Anmerkungen des Übersetzers:

Skakun-Brücke – Der ukrainische Marinesoldat Witalij Wolodymyrowitsch Skakun / Віталій Володимирович Скакун (19. 08. 1996 – 24. 02. 2022) gehörte zu einer Einheit, die am ersten Tag des russischen Überfalls die Brücke in der Nähe der Ortschaft Henitschesk (Oblast Cherson) sprengen sollte, damit eine von der Krim kommende russische Kolonne aufgehalten würde. Da keine Zeit mehr blieb, eine Fernzündung vorzubereiten, erklärte sich Witalij Skakun bereit, die Ladung manuell auszulösen.
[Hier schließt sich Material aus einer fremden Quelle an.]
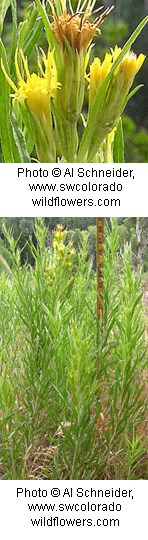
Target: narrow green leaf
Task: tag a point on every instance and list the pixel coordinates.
(134, 91)
(4, 5)
(130, 41)
(9, 148)
(20, 141)
(118, 151)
Wolodymyr Selenskij ernannte ihn postum am 26. 02. zum "Helden der Ukraine".

tut – ukr. "hier". In den Videobotschaften des ukrainischen Präsidenten wurde das Wort von den ersten Kriegstagen an zu einem Bekenntnis, wenn Selenskij betonte, dass er mit seinem engsten Stab tut! – "hier!" – sei, und dass niemand die Absicht habe, seinen Posten zu verlassen.